While AHW had invested more than $29 million into population and community health studies since issuing its first funding awards in 2004, this re-focused approach emerged in 2019 as a dedicated Population and Community Health Studies Pathway, one of four pathways through which AHW releases funding awards and capacity-building programming.
While additional AHW pathways aim to promote health education and workforce development, advance scientific research and discovery, and affect change in the systems that drive health, the Population and Community Health Studies Pathway was created to help community and MCW research partners build an evidence base that will support changes in policies or practices that impact health.
“Through this pathway, we have an incredible opportunity to help our partners in communities gather data that will allow decisionmakers to take action,” said Christina Ellis, AHW program director overseeing the endowment’s commitment to community-led studies. “Not only is this core to our mission to impact health, but it combines the strengths of AHW from our placement as a statewide health philanthropy housed within an academic medical center.”

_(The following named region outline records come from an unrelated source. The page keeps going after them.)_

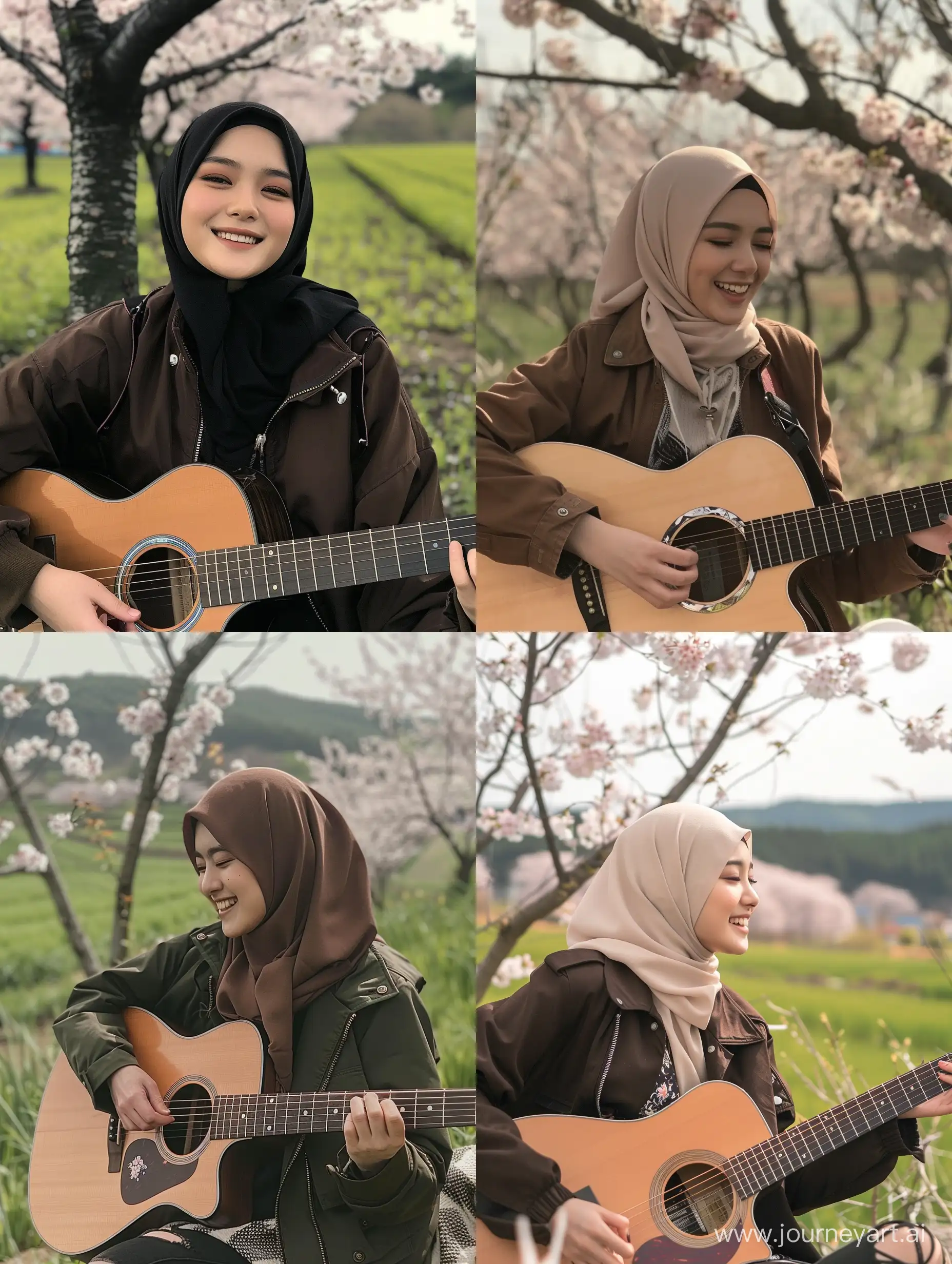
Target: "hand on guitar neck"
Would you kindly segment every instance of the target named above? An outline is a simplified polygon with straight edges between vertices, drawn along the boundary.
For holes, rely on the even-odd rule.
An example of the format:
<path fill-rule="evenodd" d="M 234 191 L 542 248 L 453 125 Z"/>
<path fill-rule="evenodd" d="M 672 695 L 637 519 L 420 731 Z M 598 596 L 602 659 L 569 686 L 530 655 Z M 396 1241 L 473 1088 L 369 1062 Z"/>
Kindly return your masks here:
<path fill-rule="evenodd" d="M 52 562 L 33 580 L 24 604 L 54 632 L 134 632 L 139 611 L 120 602 L 91 575 L 62 570 Z"/>
<path fill-rule="evenodd" d="M 687 600 L 698 578 L 698 555 L 673 549 L 640 531 L 583 513 L 565 541 L 569 552 L 604 571 L 659 611 Z"/>

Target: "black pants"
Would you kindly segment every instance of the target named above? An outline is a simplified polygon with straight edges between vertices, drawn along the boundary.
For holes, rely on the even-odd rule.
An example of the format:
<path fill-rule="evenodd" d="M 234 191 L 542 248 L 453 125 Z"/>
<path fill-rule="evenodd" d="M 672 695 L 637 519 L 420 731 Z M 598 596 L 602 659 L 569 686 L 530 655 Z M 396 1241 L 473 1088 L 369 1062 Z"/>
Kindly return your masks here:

The commitment to funding studies in population health isn’t new, but the approach AHW is carving out is, with newly funded projects now being asked to go beyond the study phase to do more.
“We want to provide the time to conduct research and test an idea to improve the health of a population,” said Meister. “But the defining point of what we seek through this pathway is the action stage. We want the new knowledge generated through the discovery and engagement stages to be applied to health issues in Wisconsin in ways that can create change.”
Projects will now be tasked with expanding beyond traditional academic dissemination of study results to produce the kinds of materials that communicate better to their target audiences: White papers, policy briefs, public awareness campaigns, or anything similar.
“We want each project to ultimately result in a product that will speak to the key decisionmakers who are in a position to drive change on that particular issue,” said Meister.
In September 2020, AHW will announce the newest slate of funded projects through the revamped pathway and issue a call for new proposals.